It is very important when choosing a pet the perspective owner is able to make an informed choice as to suitability of species. Reptiles are the first choice for many families with allergy sufferers, and also for those people who work or are absent from home for periods which would make mammals or birds unsuitable. 

Increasingly reptiles are also the choice for pet owners who care for the environment and native ecology, both of which suffer the ravages of what are perceived as more domesticated pets such as cats and dogs. 

I think it would be utterly inappropriate, not to say highly discriminatory to ban sales of animals which are the first choice for responsible and well informed pet keeper, this point is reflected in the extremely low numbers of these animals which fall into the hands of rescue centres.
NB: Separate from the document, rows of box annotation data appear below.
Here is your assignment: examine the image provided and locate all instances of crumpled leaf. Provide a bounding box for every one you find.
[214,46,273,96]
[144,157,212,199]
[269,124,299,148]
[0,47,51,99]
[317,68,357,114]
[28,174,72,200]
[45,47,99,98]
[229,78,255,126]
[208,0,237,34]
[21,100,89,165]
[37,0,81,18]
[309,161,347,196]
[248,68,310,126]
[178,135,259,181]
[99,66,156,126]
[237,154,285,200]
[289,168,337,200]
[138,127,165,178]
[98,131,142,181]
On this occasion I hope common sense will prevail and pet keepers will be able to continue to make properly informed decisions as to the animals they are permitted to purchase - what ever those animals may be.

Thank you for your time. 



*An appraisal of Reptiles as pets *​ 

*Reptiles are increasing in popularity as pets as many are easier to keep than many other traditional pets.* A quote from the governments advisers on animal welfare CAWC [Companion Animal Welfare Council]:
 
*“it may be easier to keep some non-domesticated species to high welfare standards than some that are domesticated. Thus, meeting all the requirements - space, dietary, social, thermal, and so on - of a small, hardy, reptile may be more readily achievable for many people than adequately fulfilling all the needs of some breeds of dog”* 


*Responsible Pet Owning **[data from RSPCA sources, 2003]: *
 
Ø In the UK there are 6.5 million companion dogs

Ø There are over 5 million companion reptiles

Ø The RSPCA rescue or re-home on average 25,000 dogs a year (0.38% of total companion dogs)

Ø RSPCA rescue or re-home less than a 900 reptiles on average (0.018% of total companion reptiles)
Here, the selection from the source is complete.